Merissa had always been interested in language, so she committed to learn communicative Hebrew alongside me. We worked through all three books in Buth’s curriculum and even had the opportunity to take a month-long ulpan with BLC, spending four hours a day speaking biblical Hebrew in class. During that time, we found that learning with visuals and acting out vocabulary helped us to understand the text. There was no need to stop after every word and translate it into English. We were reading, comprehending, and interacting in biblical Hebrew.

Picture Hebrew Resources

Yet there were no picture resources to help us internalize hundreds of the most common words in the Hebrew Bible. Merissa started drawing a little picture on an index card for each word that we were trying to master. When we showed our classmates her first illustrations, they were intrigued. Many of them even wanted a copy of those first rough sketches.

Right away, we started dreaming of the picture resources we could create. Our aim early on was to do it so well that no one who came after us would be able to do it better. We tried to perfect our method by redrawing all the cards for a 2nd edition. That took four months and about 700 hours to accomplish.

We launched a college-level community-ed Hebrew class in the fall of 2014. With that platform, we assigned the 2nd edition of the flashcards for the first two years. We also slowly developed an illustrated Jonah book, designed to teach every Hebrew word with a picture referent on the page.
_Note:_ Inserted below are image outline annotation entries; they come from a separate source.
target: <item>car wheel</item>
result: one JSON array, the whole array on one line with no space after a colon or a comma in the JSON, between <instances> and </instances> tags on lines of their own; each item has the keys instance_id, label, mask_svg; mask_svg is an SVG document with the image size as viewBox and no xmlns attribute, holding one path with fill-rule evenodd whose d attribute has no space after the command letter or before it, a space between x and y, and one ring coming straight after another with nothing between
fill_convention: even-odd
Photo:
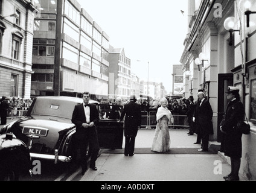
<instances>
[{"instance_id":1,"label":"car wheel","mask_svg":"<svg viewBox=\"0 0 256 193\"><path fill-rule=\"evenodd\" d=\"M1 181L18 181L19 174L14 170L6 170L0 177Z\"/></svg>"}]
</instances>

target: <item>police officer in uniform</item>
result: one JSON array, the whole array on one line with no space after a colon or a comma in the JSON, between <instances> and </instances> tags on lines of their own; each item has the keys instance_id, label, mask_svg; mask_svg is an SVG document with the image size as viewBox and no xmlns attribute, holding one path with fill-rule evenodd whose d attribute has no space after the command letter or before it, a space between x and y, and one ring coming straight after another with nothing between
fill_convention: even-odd
<instances>
[{"instance_id":1,"label":"police officer in uniform","mask_svg":"<svg viewBox=\"0 0 256 193\"><path fill-rule=\"evenodd\" d=\"M124 105L120 116L120 121L122 121L124 115L126 116L124 120L126 138L124 156L132 156L134 154L135 138L141 124L141 108L139 104L135 103L136 101L136 96L131 95L130 103Z\"/></svg>"},{"instance_id":2,"label":"police officer in uniform","mask_svg":"<svg viewBox=\"0 0 256 193\"><path fill-rule=\"evenodd\" d=\"M231 172L223 178L226 181L239 180L238 172L242 157L242 135L237 128L238 120L243 120L245 109L240 101L239 89L229 86L226 93L229 101L220 128L222 133L220 151L230 157Z\"/></svg>"}]
</instances>

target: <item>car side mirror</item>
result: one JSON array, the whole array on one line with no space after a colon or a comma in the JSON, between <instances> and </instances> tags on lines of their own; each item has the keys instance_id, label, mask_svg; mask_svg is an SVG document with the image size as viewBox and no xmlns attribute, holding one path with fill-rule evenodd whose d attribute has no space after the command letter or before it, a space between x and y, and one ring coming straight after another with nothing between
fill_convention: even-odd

Along the way, it became clear that we needed to draw a 3rd edition of our flashcards from scratch. Merissa drew 2–3 hours every day for the next 14 months. The two of us poured in about 2,000 hours to complete the project. We were able to use a test version of the picture flashcards and Jonah book with our students. With their feedback, we made final revisions to both resources over the summer before launching in the fall of 2017.

Vision for Picture Hebrew

We know the value of the picture flashcards and Jonah book firsthand. After all, Merissa learned Hebrew largely by using these two illustrated resources. And I, with a better method for memorizing Hebrew words, have been able to progress much further in Hebrew fluency than I ever did with Greek. We have also seen about 100 of our first users thrive with these picture resources.

We founded Picture Hebrew to provide more illustrated resources for the growing communicative Hebrew movement. Our Picture Hebrew Flashcards and Jonah book can also be used in any college/seminary classroom, or benefit anyone furthering their Hebrew fluency through self study.